De vagues souvenirs me reviennent de la suite de la soirée chez mon voisin où la discussion s'est orientée vers la partie technique, les vêtements de cyclistes, les marques de vélo, et… l'épilation des jambes. Misère. Dans quelle galère je me suis fourré. Je n'ai même pas une paire de basket ou un jogging. Et ce frère qui me prête un vélo, va-t-il me prêter le déguisement qui va avec ? Et les espèces de chaussures qui font autant de bruit que les chaussures de ski dans un couloir d'appartement de montagne ? Catastrophe.

Un peu en panique, j'hésite à écrire à cette femme pour tout lui avouer, l'ivresse, ma timidité, le mensonge, ou alors prendre cette épopée dominicale comme une expérience de vie… De toute façon, à part avoir mal aux jambes, aux fesses, et être à la traine, je ne risque pas grand-chose. Je décide donc de répondre à Nathy, dont le prénom réel est certainement Nathalie, que je suis ok pour dimanche et que je la remercie pour le rendez-vous chez Beauty For. Je crois que dans mon entourage, aussi petit soit-il je ne connais aucune personne qui se fait appeler par un surnom ou un diminutif dans le genre… « Dis-moi Gégé ! Y'a Patoche qu'a gardé le dossier de Mémelle, tu pourrais le refiler Minouche steuplaît !? » Je pense d'ailleurs aussitôt à renvoyer un deuxième sms pour préciser que concernant les fringues, je n'ai rien et que si son frère ou un de ses amis a des vêtements de cycliste à me prêter, je suis preneur.

Bref, avec toutes ces émotions, il est déjà midi et je dois trouver un truc à manger rapidement si je ne veux pas être en retard à ma séance ! Je me dis qu'avec un peu d'huile de bronzage, j'aurai les jambes aussi brillantes que les culturistes. Ces mecs musclés à l'extrême, plus huilés qu'un chichi oublié dans la friteuse, passent des semaines à soulever des poids pour finir en mini slip sur un podium le week-end. C'est quand même un sport atypique aussi celui-ci. D'un coup je me dis que mon aventure n'est aussi catastrophique que ça.
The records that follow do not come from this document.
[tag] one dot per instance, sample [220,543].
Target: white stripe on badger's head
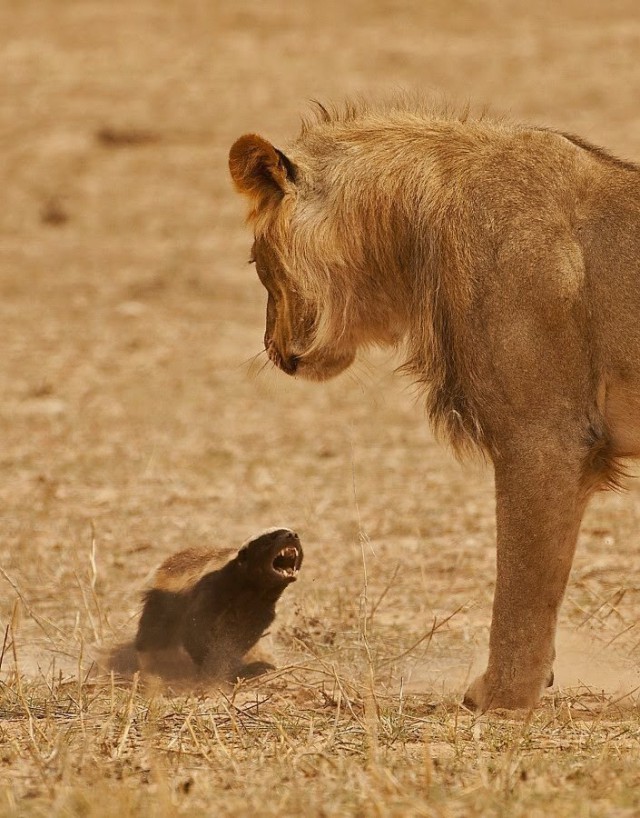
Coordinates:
[266,533]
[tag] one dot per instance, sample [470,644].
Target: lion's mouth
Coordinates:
[286,364]
[287,562]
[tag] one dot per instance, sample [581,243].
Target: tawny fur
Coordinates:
[504,259]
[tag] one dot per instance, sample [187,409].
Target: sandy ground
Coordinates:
[131,420]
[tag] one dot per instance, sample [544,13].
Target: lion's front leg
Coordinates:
[540,498]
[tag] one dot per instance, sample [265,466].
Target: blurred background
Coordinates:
[131,420]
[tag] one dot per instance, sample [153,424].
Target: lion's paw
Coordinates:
[490,694]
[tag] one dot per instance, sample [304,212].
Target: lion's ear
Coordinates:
[258,169]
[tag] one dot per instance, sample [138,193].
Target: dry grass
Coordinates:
[131,425]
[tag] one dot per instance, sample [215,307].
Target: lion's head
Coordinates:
[318,312]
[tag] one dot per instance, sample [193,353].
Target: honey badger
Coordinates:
[215,604]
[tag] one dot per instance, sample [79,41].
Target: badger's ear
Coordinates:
[260,170]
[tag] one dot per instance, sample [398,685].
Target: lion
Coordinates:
[504,261]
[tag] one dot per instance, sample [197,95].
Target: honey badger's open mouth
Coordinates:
[286,563]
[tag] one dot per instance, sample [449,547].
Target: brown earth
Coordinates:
[133,422]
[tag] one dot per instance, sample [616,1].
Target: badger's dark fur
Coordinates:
[215,604]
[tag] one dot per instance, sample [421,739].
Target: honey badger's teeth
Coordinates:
[286,560]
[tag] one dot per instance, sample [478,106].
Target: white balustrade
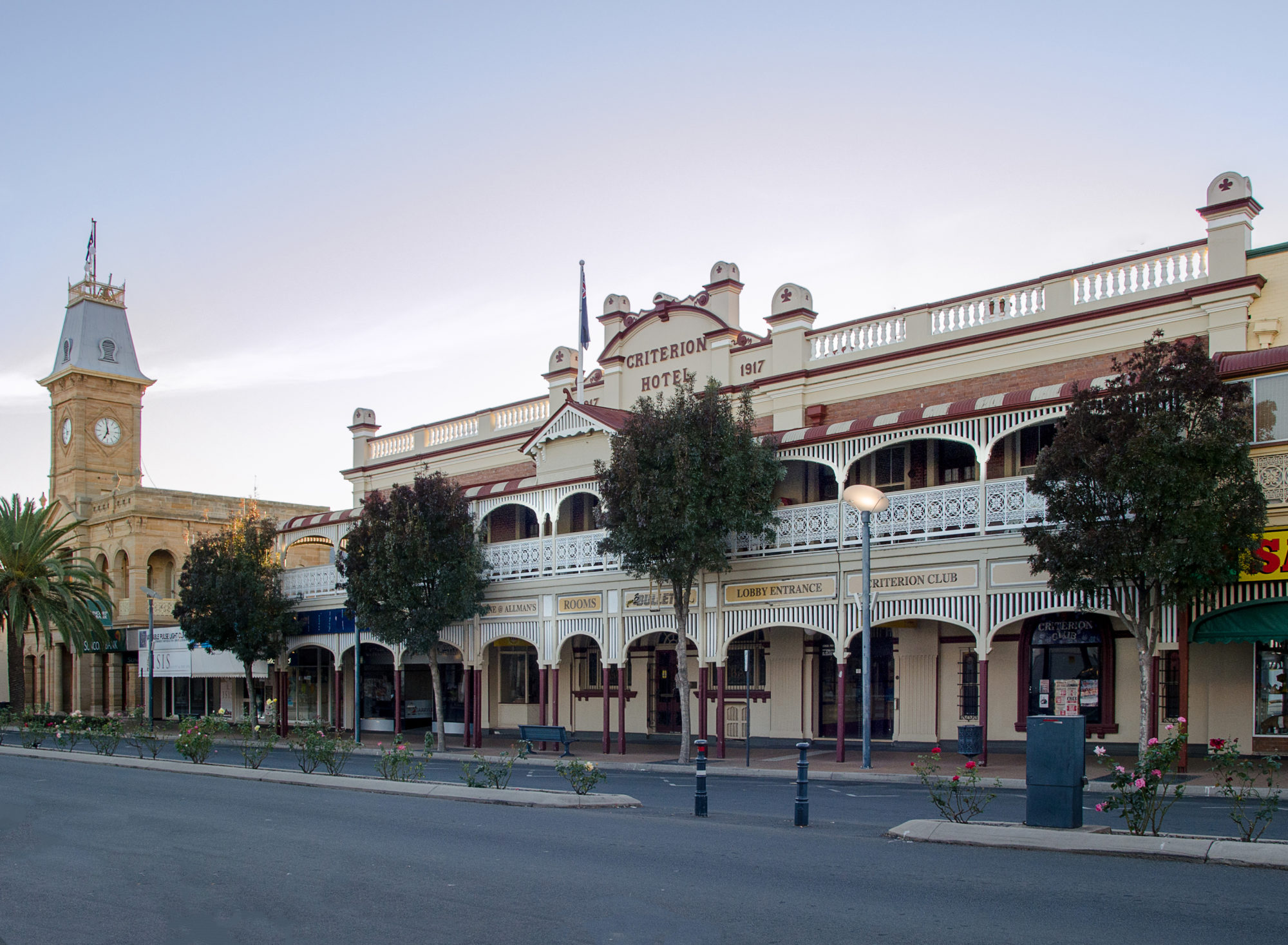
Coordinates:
[509,560]
[312,582]
[1009,504]
[1273,477]
[391,446]
[451,430]
[989,309]
[860,338]
[521,415]
[797,527]
[1141,274]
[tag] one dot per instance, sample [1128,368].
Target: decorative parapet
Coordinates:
[1273,477]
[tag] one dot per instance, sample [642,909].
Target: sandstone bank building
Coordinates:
[945,407]
[137,535]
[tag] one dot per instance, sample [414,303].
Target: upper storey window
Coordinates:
[1271,396]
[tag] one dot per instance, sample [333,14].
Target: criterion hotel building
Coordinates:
[943,406]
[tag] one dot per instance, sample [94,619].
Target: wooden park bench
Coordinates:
[548,733]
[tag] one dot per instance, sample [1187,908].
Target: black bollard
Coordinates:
[700,796]
[803,787]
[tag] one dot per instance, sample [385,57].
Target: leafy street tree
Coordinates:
[685,474]
[414,567]
[231,594]
[46,586]
[1153,491]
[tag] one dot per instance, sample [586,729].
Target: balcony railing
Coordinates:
[312,582]
[922,514]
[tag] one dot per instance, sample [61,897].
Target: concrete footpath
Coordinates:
[1098,840]
[442,791]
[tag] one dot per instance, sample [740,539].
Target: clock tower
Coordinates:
[96,392]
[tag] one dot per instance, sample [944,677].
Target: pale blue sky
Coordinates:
[321,206]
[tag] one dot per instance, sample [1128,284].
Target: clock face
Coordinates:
[109,432]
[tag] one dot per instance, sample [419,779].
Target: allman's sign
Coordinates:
[509,609]
[582,604]
[798,589]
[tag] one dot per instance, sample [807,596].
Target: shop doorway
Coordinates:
[667,703]
[883,689]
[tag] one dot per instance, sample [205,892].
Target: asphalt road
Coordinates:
[95,854]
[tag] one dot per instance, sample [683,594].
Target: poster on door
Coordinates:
[1067,697]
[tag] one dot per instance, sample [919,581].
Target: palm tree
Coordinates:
[44,586]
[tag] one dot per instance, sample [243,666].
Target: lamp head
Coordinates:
[866,499]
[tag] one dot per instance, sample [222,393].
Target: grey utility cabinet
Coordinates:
[1057,768]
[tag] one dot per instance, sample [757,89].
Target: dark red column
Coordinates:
[840,705]
[703,702]
[543,679]
[983,710]
[621,710]
[554,697]
[468,696]
[399,702]
[606,709]
[721,711]
[478,707]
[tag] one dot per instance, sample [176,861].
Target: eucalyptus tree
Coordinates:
[414,567]
[231,595]
[46,585]
[1152,491]
[685,475]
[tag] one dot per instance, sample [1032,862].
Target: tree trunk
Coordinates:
[17,678]
[682,669]
[436,678]
[1146,679]
[251,693]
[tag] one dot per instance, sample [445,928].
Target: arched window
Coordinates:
[1067,669]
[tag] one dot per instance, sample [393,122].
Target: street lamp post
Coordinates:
[867,500]
[153,663]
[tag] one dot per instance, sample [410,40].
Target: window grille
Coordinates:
[968,685]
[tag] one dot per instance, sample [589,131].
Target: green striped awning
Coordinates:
[1251,621]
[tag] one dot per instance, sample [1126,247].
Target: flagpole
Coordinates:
[582,350]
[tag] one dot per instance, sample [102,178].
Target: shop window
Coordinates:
[956,463]
[518,667]
[968,685]
[1272,698]
[1034,441]
[889,466]
[591,671]
[1170,685]
[1272,419]
[746,654]
[1067,670]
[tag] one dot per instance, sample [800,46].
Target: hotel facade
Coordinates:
[945,407]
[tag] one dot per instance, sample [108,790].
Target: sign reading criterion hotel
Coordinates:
[954,577]
[582,604]
[771,591]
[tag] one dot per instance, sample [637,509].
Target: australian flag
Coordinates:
[585,318]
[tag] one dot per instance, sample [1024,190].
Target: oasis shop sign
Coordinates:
[770,591]
[509,609]
[1271,559]
[954,577]
[582,604]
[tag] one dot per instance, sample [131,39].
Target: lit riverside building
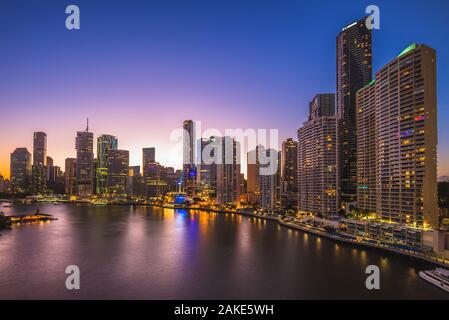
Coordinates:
[403,100]
[105,143]
[252,172]
[317,176]
[189,156]
[118,170]
[269,184]
[85,162]
[39,168]
[20,169]
[70,176]
[289,172]
[228,171]
[354,70]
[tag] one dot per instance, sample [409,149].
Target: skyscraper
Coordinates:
[189,156]
[105,143]
[366,148]
[118,170]
[252,172]
[39,168]
[70,176]
[148,156]
[206,171]
[354,70]
[155,180]
[289,172]
[20,170]
[405,107]
[269,182]
[228,171]
[317,175]
[85,162]
[136,181]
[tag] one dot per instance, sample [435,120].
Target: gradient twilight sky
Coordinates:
[137,69]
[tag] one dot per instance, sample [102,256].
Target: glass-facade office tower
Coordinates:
[289,172]
[84,162]
[269,180]
[403,100]
[118,170]
[317,174]
[70,176]
[20,169]
[228,171]
[39,168]
[148,156]
[354,70]
[189,157]
[105,143]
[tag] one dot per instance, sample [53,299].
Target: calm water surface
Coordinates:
[128,252]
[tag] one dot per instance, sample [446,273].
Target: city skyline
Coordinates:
[147,107]
[211,138]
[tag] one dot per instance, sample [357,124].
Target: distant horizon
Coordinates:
[138,73]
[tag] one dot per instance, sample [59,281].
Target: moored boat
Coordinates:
[438,277]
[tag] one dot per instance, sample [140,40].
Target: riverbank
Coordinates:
[336,236]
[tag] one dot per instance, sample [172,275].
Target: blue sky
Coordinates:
[138,68]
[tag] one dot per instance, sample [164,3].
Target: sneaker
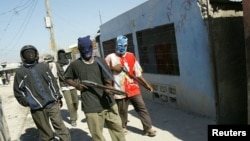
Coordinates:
[125,131]
[73,123]
[150,133]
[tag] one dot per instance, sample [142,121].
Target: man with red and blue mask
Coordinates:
[123,65]
[96,111]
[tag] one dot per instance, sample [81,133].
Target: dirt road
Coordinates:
[171,123]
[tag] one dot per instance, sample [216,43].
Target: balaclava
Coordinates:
[85,47]
[62,59]
[121,44]
[29,54]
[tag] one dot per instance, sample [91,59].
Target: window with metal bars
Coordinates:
[158,50]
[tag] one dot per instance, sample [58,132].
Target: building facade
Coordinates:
[192,52]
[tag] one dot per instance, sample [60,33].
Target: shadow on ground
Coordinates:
[31,134]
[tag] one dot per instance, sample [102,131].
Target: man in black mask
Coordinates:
[35,87]
[96,111]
Et si les gens que j'avais rencontrés à la fête avaient été culturistes ? Ce n'est pas une épilation des jambes que j'aurais gagnée mais une complète avec en cadeau une bouteille d'huile et un slip taille 14 ans. A cet instant je me sens presque chanceux d'avoir rencontré Nathy et ses amis.

Sandwich jambon emmental à la main, j'accélère le pas. Cela fait trois fois que je demande mon chemin et la rue des Arts n'est toujours pas en vue. Notons au passage que je ne suis pas tombé sur la meilleure sandwicherie de la ville. Pain mou, beurre en option ou alors utilisé à dose homéopathique, et emmental qui n'en a que le nom. Il y a éventuellement le jambon qui est mangeable. 6,80 € la tranche, ça fait cher je trouve.

Arrivé sur un immense carrefour, je demande une nouvelle fois ma route à un passant.

« C'est quasiment en face ! Traversez les quatre boulevards et c'est le 5ème ! »

Super ! Je traverse le premier en courant car il maintenant 14h10, j'attaque le second toujours en courant quand tout à coup, arrivé à peu près à la deux ou troisième bande blanche. Bam !!!

Le choc est violent ! Le petit bonhomme qui sert d'autorisation aux piétons pour traverser était rouge, et je crois que pris dans l'euphorie d'aller me faire arracher les poils des jambes, je viens d'en faire les frais. Je suis allongé sur le sol, la tête sous la calandre d'une grosse berline qui sert de taxi. Mon genou forme une équerre dans le mauvais sens. Je hurle de douleur. Plusieurs personnes sont déjà autour de moi et ont appelé les secours. Cette fois c'est sûr, je n'irai pas faire du vélo demain.